As for gameplay elements, so far I have already done the Doors, Spikes, Keys, Blocks and they all function well, except that there is a problem with the Block collision I cannot solve 😦
So on the whole, the game to me is already not as simple as how it started and has a bit of depth with elements such as the doors and keys. I’m quite satisfied with what I’ve done, but I am also somewhat bothered by level design… The main problem now would be that I need to redesign a few of my levels to make them better before I can continue working on level 40 and higher.
I don’t really have a gauge on my progress, but the game is probably somewhat 20% complete I guess seeing how much I still have left. While I could make a complete game in four or five months at this rate, the harsh reality is that I am going to have another school project to work on… Sigh.
For milestone’s sake, I guess I should take some screenshots of my current game. Maybe when I do get it completed hopefully, I’ll look back and see how the game used to be. But first, what I have done today:
– Created Clouds for Main Menu
– Created awesome transition from Menu to Play
– Rearranged some levels
– Re-added the game logo to the main menu screen (but needs to change)
And now, the screenshots of what the game is like currently at the different states as well as what I have managed to accomplish so far :
I feel a certain emptiness knowing that I will not be able to see my game every day. I might be too exhausted after school to even open my project folder. It’s a huge risk putting my project on hold for a long time like that. My motivation is rather high now…and I know it will only drop with time.
At the end of these 3 months of school, I may not even have any motivation left. That’s what happens to me when I stop working on stuff for awhile – all my abandoned pictures and work were due to me not touching them for a period of time, and then I decided not to return to complete them any more. If I were to look through my Pictures folder, for every drawing I have completed, I’d see one drawing that I spent little to significant amount of time on, only to give up halfway through.
There’s worse. I might be too busy to even remember the project thereafter… I might even forget about ever dreaming about completing it and leave the project to rot. I don’t know what will happen and it scares me to think about all the possibilities.
I know for the first or second week I can probably still have time to come home and do something everyday, but I know thereafter I will be bringing home lots of “homework” to do. I will barely have time…and it feels like time is slowly passing by now. I’ve not told many people about this project, and well nobody asks anyway. Though it seems like a free-to-work-on project, I have a personal goal and deadline for my own game – to complete it before I graduate.
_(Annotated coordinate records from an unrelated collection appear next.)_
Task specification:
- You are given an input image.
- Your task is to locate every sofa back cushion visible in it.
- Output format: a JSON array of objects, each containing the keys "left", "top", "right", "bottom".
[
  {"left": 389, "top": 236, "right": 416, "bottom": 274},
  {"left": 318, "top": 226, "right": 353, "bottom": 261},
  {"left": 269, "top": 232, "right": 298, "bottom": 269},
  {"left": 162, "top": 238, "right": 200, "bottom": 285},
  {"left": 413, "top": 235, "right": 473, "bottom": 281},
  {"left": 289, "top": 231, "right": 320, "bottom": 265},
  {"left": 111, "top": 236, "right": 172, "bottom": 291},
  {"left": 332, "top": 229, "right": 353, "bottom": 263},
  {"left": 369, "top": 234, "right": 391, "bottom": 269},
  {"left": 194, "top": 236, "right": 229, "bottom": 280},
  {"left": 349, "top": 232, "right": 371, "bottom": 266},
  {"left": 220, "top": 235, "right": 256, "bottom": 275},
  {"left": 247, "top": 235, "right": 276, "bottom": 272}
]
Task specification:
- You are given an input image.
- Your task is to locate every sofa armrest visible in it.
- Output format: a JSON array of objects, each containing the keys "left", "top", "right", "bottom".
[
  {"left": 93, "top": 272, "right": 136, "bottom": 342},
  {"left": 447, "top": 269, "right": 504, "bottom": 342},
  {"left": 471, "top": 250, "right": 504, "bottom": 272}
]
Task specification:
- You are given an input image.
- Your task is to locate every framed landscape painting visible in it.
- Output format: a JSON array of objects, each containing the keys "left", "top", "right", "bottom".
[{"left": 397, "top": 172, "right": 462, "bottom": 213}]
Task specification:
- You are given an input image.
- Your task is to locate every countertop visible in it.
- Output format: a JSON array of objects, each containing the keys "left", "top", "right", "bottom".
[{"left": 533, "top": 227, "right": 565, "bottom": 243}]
It makes it worse to know that I have only one only final holiday after this, after which in October, I probably will be flying overseas for several months. When I come back, I will be dangerously close to graduating.
This project may be for fun, and indeed after three weeks, I discover it has been more than fun. I’ve learnt so much more than what I initially knew! Apart from fun…a percentage of why I want to make this game is for a reason I can’t really explain… This game…it’s just important that I complete it.
(After reading my own thoughts, I realise it may sound like I’m addicted to my own game, but no.)